Apenas alguns dias depois das primeiras alterações, começámos a ver como estas influenciaram as campanhas dos hotéis no Google Hotel Ads. Passados três meses, os resultados continuam a piorar para os hotéis:
- Os dados relativos aos cliques, pouco mais de três meses após a implementação, mostram uma diminuição de 30% no volume de tráfego nos mercados da UE afetados pela implementação da DMA, em comparação com os mercados onde esta não foi implementada.
- No gráfico seguinte, podemos ver o diferencial da taxa de cliques do Google Hotel Ads entre as regiões afetadas pela DMA vs não afetadas pela DMA, mostrando que o volume de cliques cai 30%.
- O volume de reservas diretas desce para 36%, aumentando a dependência dos hotéis em relação aos intermediários, o que prejudica seriamente a sua rentabilidade.
O que mudou exatamente?
A Google foi basicamente forçada a alterar o seu esquema de resultados para pesquisas de viagens (voos e hotéis).
Aqui apenas nos concentramos nas alterações que afetaram os hotéis.
ANTES (e atualmente em mercados NÃO DMA):
AGORA (aplicado em mercados DMA):
A União Europeia designou em julho de 2023 seis empresas digitais como gatekeepers, Amazon, Apple, ByteDance (TikTok), Alphabet (Google), Meta (Facebook) e Microsoft (Windows), pela relevância das 22 plataformas operadas por estas empresas.
No caso da Google, a designação de gatekeeper significa que não pode incluir os seus próprios serviços verticais (Google Maps, Google Flights ou Google Hotel Ads) nas suas páginas de resultados de pesquisa (conhecidas como SERP). O artigo específico é o n.º 5 do artigo 6.º da DMA, que trata da “self preferencing”.
“O controlador de acesso não deverá tratar os serviços e produtos oferecidos pelo próprio controlador de acesso de forma mais favorável, no que respeita à classificação e às funções de indexação e de rastreio conexas, do que serviços ou produtos similares oferecidos por terceiros. O controlador de acesso deverá aplicar condições transparentes, equitativas e não discriminatórias a tal classificação“-
Isto faz com que a apresentação da oferta hoteleira aos utilizadores com base nos mercados DMA seja menos organizada, clara e intuitiva.
A taxonomia de resultados da Google antes da DMA foi o resultado de décadas de trabalho da empresa, que aperfeiçoou os seus resultados para proporcionar uma experiência de pesquisa otimizada que ligasse a oferta e a procura de uma forma ideal para ambos.

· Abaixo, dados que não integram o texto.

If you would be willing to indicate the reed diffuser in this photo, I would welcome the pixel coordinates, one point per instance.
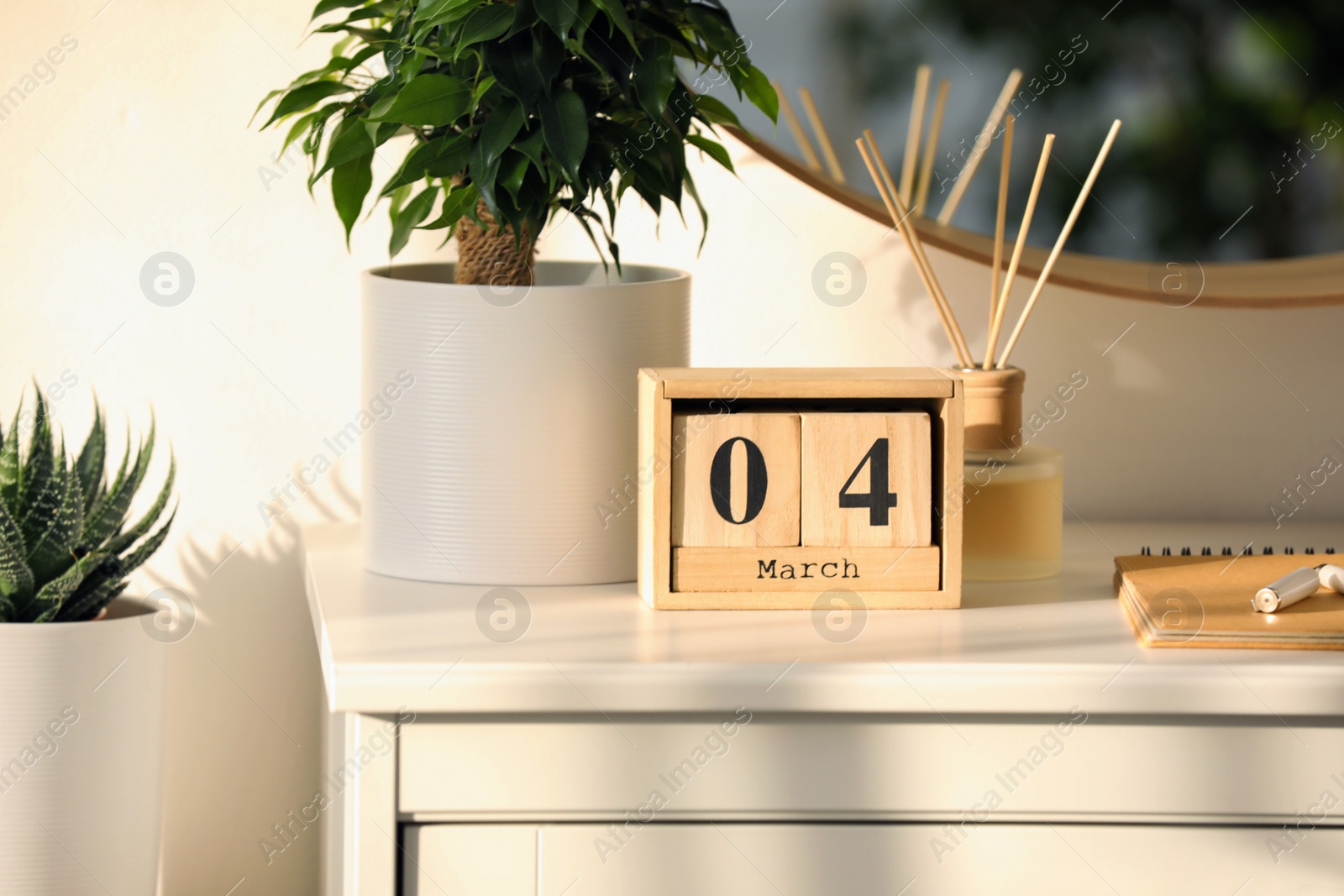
(1012, 497)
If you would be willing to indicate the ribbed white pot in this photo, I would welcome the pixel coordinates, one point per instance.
(81, 755)
(499, 425)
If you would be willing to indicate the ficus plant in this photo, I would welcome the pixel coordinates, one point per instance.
(514, 112)
(67, 540)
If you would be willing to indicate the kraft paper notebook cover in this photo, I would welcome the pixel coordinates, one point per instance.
(1206, 602)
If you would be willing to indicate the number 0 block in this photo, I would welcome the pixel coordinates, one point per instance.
(736, 479)
(867, 479)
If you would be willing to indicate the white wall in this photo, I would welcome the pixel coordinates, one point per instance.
(140, 144)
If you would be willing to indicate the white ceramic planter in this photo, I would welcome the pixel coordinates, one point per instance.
(81, 755)
(499, 445)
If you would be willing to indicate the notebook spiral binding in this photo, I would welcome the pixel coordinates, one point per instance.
(1207, 553)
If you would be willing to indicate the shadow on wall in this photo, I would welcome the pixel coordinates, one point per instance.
(245, 707)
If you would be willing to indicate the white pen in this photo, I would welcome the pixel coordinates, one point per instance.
(1297, 586)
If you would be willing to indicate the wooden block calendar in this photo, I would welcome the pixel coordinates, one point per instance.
(773, 488)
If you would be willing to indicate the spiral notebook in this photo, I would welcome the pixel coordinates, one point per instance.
(1205, 600)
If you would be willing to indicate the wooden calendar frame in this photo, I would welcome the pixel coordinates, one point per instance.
(723, 390)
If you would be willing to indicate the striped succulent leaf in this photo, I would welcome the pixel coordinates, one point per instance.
(66, 542)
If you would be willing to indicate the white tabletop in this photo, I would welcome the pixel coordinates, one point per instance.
(1030, 647)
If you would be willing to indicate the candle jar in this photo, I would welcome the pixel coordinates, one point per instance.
(1012, 499)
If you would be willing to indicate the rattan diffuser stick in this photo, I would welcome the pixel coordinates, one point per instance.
(996, 325)
(900, 219)
(800, 136)
(917, 113)
(931, 148)
(823, 137)
(980, 147)
(1000, 217)
(1059, 244)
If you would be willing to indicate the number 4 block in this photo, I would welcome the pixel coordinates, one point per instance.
(867, 479)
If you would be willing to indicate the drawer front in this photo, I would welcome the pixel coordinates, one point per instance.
(864, 860)
(803, 768)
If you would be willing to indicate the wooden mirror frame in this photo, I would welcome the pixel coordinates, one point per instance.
(1288, 282)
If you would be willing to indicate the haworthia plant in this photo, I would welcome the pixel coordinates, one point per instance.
(528, 107)
(66, 539)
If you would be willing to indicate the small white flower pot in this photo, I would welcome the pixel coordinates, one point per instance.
(81, 755)
(499, 425)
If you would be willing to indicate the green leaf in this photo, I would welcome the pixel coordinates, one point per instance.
(486, 23)
(427, 9)
(456, 204)
(441, 157)
(512, 170)
(10, 470)
(349, 141)
(306, 97)
(39, 490)
(349, 184)
(515, 69)
(716, 112)
(716, 149)
(564, 127)
(105, 582)
(46, 604)
(481, 89)
(501, 129)
(416, 211)
(15, 575)
(92, 458)
(53, 551)
(131, 535)
(111, 512)
(761, 93)
(655, 76)
(558, 13)
(428, 101)
(615, 11)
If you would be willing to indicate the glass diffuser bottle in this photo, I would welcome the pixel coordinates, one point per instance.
(1012, 503)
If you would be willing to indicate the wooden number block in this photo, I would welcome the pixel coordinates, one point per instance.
(736, 479)
(867, 479)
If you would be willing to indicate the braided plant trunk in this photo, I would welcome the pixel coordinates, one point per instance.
(492, 255)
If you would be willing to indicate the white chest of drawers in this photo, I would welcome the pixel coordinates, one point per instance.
(575, 741)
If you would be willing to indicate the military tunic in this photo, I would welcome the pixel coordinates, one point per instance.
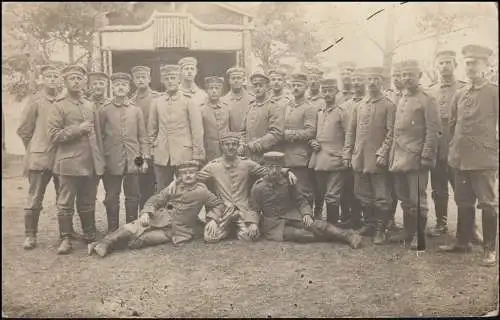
(262, 128)
(216, 121)
(280, 204)
(238, 107)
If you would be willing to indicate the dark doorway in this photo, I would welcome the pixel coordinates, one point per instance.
(209, 63)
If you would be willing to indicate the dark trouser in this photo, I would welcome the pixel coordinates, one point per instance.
(411, 189)
(38, 181)
(477, 185)
(374, 193)
(330, 185)
(83, 189)
(350, 205)
(441, 175)
(164, 176)
(303, 183)
(147, 184)
(113, 187)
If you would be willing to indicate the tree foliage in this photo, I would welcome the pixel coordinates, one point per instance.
(281, 30)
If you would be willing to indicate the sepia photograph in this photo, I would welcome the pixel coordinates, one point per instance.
(250, 159)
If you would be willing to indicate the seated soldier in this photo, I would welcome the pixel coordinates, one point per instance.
(165, 218)
(286, 214)
(231, 176)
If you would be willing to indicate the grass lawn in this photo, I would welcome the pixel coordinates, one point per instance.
(232, 278)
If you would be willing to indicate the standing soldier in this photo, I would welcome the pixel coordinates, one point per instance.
(370, 135)
(277, 84)
(238, 98)
(263, 124)
(346, 69)
(327, 146)
(473, 153)
(442, 174)
(98, 84)
(300, 128)
(175, 128)
(40, 151)
(215, 114)
(413, 152)
(189, 70)
(286, 215)
(74, 129)
(143, 98)
(350, 204)
(124, 139)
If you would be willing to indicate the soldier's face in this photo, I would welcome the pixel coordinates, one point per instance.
(475, 68)
(51, 79)
(329, 93)
(75, 82)
(411, 78)
(98, 86)
(397, 81)
(298, 88)
(358, 84)
(141, 80)
(446, 67)
(374, 84)
(276, 82)
(121, 88)
(214, 92)
(236, 81)
(229, 148)
(314, 81)
(188, 175)
(189, 72)
(171, 82)
(260, 88)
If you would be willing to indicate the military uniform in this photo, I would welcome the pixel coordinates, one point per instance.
(262, 126)
(238, 102)
(172, 218)
(327, 162)
(39, 157)
(416, 132)
(175, 130)
(442, 174)
(370, 135)
(216, 121)
(78, 161)
(144, 100)
(283, 210)
(473, 155)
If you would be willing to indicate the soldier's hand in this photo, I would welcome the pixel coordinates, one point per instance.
(253, 230)
(144, 219)
(292, 178)
(308, 220)
(426, 163)
(315, 145)
(381, 161)
(347, 163)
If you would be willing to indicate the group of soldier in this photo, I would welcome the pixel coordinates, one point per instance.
(193, 162)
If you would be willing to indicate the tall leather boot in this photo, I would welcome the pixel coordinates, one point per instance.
(419, 234)
(113, 215)
(65, 230)
(131, 211)
(110, 242)
(368, 228)
(441, 228)
(490, 227)
(31, 228)
(465, 223)
(381, 222)
(332, 213)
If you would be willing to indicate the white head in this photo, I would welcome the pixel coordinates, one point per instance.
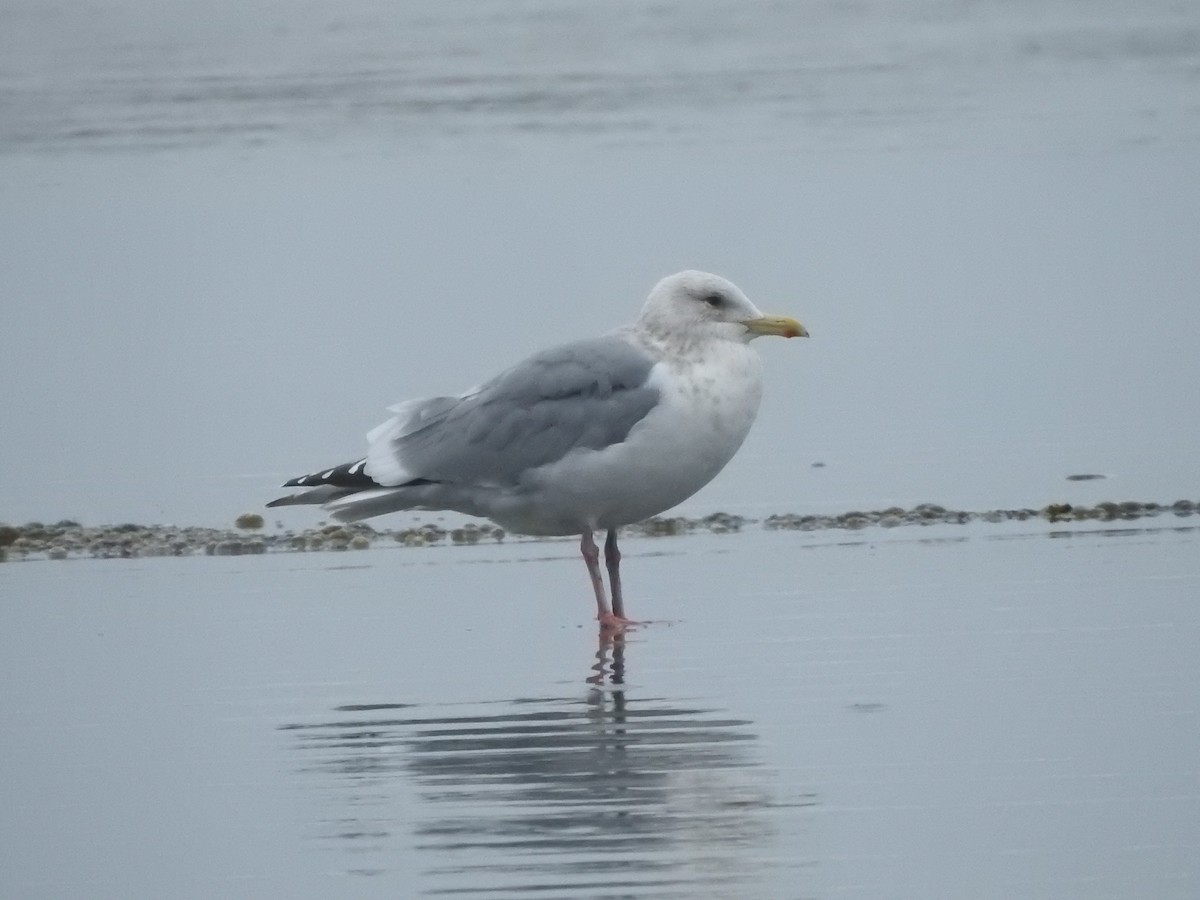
(694, 305)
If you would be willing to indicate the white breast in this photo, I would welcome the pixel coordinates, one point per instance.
(708, 403)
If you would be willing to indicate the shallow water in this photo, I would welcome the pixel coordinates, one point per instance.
(955, 713)
(234, 233)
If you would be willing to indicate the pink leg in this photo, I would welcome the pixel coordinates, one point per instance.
(592, 557)
(612, 562)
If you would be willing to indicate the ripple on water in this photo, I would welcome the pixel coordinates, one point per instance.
(577, 795)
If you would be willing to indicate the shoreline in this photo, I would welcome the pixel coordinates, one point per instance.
(72, 540)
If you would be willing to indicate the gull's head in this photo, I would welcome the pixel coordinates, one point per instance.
(703, 306)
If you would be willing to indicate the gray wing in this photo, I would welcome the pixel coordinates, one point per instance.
(588, 394)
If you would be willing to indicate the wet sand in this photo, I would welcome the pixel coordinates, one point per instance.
(982, 709)
(69, 539)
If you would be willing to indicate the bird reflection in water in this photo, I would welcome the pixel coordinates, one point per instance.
(598, 796)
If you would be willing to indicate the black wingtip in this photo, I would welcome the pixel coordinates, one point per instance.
(349, 474)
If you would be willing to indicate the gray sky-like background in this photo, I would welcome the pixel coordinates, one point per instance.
(233, 234)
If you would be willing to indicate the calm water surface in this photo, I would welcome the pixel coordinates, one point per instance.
(235, 232)
(957, 713)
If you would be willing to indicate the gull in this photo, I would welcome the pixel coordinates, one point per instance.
(583, 437)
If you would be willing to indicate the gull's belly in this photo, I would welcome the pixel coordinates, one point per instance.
(701, 420)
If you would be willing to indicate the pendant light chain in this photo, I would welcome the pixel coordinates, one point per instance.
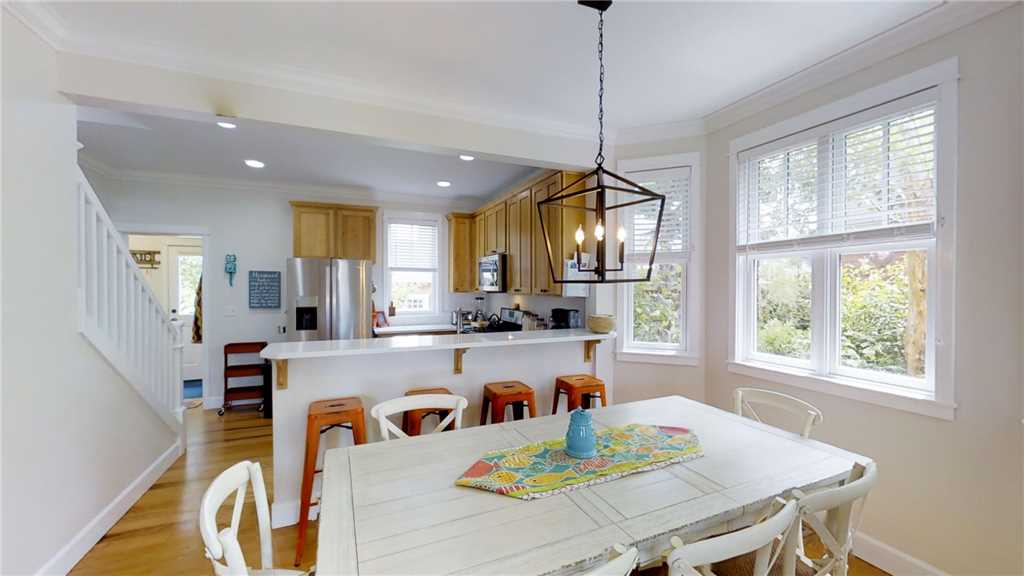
(599, 160)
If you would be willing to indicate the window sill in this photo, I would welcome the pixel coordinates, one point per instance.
(656, 357)
(879, 395)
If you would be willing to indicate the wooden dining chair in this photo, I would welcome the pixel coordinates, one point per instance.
(760, 539)
(744, 399)
(455, 404)
(622, 565)
(222, 545)
(842, 506)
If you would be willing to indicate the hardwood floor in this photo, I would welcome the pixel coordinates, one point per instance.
(160, 533)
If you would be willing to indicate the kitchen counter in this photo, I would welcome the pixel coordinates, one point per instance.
(363, 346)
(414, 329)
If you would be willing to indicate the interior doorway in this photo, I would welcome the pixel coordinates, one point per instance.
(173, 268)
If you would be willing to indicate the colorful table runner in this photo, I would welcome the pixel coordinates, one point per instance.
(540, 469)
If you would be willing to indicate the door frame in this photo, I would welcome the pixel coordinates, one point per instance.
(208, 320)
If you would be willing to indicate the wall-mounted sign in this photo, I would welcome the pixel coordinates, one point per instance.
(145, 258)
(264, 289)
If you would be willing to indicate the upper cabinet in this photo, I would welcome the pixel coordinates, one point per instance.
(520, 242)
(334, 231)
(462, 252)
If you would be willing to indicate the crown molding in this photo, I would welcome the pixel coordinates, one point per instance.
(925, 27)
(291, 191)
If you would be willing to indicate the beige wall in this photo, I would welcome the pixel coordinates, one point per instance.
(950, 491)
(74, 433)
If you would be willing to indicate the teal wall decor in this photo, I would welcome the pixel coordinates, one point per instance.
(230, 266)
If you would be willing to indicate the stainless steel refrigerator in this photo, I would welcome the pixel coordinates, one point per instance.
(329, 299)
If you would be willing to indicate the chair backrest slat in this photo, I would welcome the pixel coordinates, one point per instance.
(454, 404)
(744, 399)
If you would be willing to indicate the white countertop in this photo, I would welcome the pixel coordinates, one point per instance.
(327, 348)
(414, 328)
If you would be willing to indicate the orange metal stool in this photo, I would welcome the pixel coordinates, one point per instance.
(324, 415)
(581, 389)
(500, 395)
(412, 421)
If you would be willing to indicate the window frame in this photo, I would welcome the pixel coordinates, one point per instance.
(690, 310)
(440, 295)
(939, 400)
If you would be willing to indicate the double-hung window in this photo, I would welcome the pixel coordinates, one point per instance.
(844, 253)
(656, 315)
(412, 277)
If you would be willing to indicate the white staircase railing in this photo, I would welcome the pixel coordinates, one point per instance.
(121, 317)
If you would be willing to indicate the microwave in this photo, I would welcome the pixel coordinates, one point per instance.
(491, 273)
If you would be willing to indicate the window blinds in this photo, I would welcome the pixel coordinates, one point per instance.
(674, 241)
(863, 176)
(412, 245)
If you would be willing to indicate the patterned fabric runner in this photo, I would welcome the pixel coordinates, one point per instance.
(540, 469)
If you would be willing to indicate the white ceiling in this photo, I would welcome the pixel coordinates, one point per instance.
(666, 62)
(128, 141)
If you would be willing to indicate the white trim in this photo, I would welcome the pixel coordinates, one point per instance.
(76, 548)
(861, 391)
(689, 353)
(889, 559)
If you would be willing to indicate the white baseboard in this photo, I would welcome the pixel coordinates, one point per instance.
(891, 560)
(68, 557)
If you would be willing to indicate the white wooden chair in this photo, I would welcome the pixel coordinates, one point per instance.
(842, 506)
(222, 546)
(760, 538)
(622, 565)
(744, 399)
(455, 405)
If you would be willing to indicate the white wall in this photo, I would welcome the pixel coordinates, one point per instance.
(75, 434)
(949, 492)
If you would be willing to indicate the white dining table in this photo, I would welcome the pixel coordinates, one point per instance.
(392, 507)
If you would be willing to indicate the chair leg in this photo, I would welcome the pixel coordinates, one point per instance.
(308, 469)
(497, 411)
(483, 411)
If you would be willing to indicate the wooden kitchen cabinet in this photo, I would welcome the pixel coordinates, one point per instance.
(560, 223)
(462, 252)
(334, 231)
(520, 242)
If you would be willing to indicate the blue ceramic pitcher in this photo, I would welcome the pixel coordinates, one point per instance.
(580, 439)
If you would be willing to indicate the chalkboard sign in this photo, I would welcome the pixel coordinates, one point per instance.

Esta experiência de pesquisa pré-DMA oferecia aos hotéis que participavam diretamente no produto Google Hotel Ads, a possibilidade de apresentarem o seu inventário (disponibilidade e tarifas dos quartos) de uma forma rentável para a distribuição e enriquecida para o utilizador, combinando a experiência de outros serviços, como o Google Maps. Esta forma de apresentar a informação era clara, relevante e intuitiva, maximizando as decisões de compra, como as reservas de hotel, para os utilizadores que o desejavam fazer.
O que se perdeu com a implementação da DMA?
Segundo a perspetiva do utilizador
O utilizador já não pode:
- Ver a oferta de hotéis no destino (disponibilidade e preços agregados).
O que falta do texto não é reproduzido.